It's the New Year. This is about the time people will sit down, stare at their diaries and wonder what it is they are going to achieve over the following 12 months.
I contemplated doing that but, rather than think forward over the coming year, I thought backward to previous years. How have I felt over the years? Yes, I've had a ton of fun. Yes, I've been busy. Yes, other things have been done. But how have I actually felt?
Well, I shall tell you. I have felt like a bully.
Yep, you read right. I have looked back carefully over the last so-many years and I have realised that I've been self-bullying so much that it's pretty much become the norm. All the times I've looked in the mirror then done that little turn, checked out my ass and sneered. On the very few occasions I have put on make-up and dressed up for a special event, done a pretty darn good job but still scowled at my extra chins. Need I go on?
But, as well as feeling like a bully, I feel the exhaustion of someone who has been bullied every day for the past so-many years. I have taken the abuse of that inner voice for so long that, again, it's become the norm. Going out when you're mentally defeated is kind of arduous. It almost feels like you're not being the friendly, nice person you actually are but rather the casualty of a severe mental dressing down. The walking-wounded following a massive mental beating.

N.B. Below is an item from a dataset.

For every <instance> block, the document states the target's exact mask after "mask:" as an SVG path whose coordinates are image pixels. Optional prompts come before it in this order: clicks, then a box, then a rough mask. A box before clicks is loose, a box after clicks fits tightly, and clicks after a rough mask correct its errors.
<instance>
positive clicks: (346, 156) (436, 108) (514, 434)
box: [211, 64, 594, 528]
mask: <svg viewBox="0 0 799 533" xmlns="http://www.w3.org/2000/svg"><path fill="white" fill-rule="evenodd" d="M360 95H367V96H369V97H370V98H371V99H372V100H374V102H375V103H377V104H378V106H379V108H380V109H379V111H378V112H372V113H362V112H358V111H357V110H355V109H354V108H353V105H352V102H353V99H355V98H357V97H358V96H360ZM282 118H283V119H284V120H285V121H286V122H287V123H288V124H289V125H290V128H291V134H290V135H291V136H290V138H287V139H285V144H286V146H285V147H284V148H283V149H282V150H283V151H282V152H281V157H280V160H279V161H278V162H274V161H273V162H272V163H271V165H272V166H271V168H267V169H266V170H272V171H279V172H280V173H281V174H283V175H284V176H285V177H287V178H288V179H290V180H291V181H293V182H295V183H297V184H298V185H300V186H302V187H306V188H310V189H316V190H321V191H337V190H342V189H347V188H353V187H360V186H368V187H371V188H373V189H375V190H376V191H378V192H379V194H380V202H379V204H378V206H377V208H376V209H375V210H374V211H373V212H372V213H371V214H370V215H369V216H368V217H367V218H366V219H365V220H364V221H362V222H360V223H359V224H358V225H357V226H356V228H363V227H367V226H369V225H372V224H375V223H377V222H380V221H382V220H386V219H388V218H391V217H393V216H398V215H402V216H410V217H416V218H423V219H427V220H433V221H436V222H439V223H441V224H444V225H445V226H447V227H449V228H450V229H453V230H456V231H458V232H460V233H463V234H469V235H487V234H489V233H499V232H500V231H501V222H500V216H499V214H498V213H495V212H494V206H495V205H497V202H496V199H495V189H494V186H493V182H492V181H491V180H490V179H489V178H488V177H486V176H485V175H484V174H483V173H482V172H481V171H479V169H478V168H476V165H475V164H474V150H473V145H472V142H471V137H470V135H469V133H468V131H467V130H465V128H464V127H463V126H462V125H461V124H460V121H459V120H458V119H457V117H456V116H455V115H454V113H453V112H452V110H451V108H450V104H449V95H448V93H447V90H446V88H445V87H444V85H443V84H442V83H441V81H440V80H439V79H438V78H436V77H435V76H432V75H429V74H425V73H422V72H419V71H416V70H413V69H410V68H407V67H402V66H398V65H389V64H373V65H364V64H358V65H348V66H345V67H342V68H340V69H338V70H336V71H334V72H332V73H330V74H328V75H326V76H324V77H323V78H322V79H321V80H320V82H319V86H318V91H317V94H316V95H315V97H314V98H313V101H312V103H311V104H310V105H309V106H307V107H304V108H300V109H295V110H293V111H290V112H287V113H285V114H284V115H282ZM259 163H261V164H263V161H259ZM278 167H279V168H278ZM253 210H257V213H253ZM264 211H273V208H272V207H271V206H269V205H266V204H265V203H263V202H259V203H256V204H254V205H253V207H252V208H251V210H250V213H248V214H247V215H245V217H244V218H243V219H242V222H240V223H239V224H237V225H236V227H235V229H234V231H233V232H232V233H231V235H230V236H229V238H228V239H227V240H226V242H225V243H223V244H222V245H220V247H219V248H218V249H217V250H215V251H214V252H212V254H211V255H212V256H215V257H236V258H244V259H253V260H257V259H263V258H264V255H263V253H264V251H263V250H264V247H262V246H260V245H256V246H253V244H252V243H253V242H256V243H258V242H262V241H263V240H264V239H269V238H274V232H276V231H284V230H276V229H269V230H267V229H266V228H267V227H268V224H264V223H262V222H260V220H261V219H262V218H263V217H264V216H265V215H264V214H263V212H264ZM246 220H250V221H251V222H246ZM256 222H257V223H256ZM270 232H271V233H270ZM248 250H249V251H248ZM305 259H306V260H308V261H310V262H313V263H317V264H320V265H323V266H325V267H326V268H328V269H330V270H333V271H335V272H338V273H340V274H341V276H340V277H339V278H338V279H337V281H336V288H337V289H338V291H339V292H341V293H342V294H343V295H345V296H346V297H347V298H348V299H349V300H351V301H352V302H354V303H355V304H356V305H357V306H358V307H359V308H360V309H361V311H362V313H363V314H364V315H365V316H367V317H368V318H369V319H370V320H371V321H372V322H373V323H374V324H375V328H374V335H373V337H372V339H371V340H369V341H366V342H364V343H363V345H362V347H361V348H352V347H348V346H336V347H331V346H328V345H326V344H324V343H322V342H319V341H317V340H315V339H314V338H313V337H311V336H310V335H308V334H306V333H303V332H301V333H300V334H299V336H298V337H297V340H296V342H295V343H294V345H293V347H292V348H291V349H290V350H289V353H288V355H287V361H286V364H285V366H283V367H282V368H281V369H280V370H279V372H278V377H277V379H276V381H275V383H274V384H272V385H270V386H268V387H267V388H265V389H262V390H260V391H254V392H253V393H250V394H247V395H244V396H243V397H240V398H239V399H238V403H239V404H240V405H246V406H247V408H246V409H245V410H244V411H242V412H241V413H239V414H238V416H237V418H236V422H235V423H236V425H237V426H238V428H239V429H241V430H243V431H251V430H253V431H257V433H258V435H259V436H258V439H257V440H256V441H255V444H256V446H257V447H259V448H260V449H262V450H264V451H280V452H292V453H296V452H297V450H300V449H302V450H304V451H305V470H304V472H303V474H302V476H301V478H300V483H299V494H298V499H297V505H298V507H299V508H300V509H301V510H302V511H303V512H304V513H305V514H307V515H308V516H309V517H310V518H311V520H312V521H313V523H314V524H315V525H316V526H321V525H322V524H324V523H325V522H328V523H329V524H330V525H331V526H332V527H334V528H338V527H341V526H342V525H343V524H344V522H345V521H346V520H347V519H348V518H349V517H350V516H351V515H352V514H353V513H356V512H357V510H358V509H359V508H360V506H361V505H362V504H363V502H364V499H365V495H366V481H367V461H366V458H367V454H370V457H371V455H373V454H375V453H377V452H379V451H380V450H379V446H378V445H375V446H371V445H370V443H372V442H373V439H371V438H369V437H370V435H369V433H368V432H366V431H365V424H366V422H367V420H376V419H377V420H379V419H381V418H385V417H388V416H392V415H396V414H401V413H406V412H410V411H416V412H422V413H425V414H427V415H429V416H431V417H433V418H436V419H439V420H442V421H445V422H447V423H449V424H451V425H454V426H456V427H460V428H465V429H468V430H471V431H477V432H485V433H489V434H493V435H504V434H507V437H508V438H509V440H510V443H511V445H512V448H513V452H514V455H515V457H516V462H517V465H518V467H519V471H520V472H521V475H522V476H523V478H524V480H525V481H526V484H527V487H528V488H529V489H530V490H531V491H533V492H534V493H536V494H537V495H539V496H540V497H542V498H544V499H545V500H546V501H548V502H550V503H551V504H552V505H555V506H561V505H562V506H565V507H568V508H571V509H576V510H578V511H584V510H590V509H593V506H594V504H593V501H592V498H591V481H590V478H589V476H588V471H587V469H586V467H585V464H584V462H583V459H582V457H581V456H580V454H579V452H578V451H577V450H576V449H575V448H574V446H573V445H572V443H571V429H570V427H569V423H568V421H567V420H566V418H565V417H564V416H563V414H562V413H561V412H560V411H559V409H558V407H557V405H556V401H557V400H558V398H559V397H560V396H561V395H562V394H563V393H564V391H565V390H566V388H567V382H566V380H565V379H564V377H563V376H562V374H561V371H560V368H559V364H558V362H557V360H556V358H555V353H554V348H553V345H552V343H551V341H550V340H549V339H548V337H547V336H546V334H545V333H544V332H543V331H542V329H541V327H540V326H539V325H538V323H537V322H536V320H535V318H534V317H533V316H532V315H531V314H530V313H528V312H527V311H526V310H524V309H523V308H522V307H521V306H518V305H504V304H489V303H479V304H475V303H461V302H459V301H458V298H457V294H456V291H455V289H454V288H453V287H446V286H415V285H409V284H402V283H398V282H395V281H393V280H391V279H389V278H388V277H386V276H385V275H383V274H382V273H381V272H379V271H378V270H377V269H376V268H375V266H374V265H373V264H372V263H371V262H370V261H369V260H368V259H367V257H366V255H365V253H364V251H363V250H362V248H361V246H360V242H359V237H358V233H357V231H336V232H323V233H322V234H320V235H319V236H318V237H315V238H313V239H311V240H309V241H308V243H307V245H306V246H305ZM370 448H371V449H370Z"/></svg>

So, this year will be the Year of the Change. Yes, there will still be a monthly Challenge, but I am also setting up a yearly Challenge. And this year will be the year I am mentally kind to myself. This is the year that I will remember how much I love to help people, how kind and generous I am, how much I love to see people smiling and laughing. And this'll be the year I apply all of the above to myself. I will love to help myself; I will be kind and generous to myself; and I will go out of my way to have fun to make myself smile and laugh.
Because this year is the year I realised I deserve it.
So check in soon to see what the next Change will be. But even before that, make the executive decision to look after Number One - Yourself. Because You deserve it.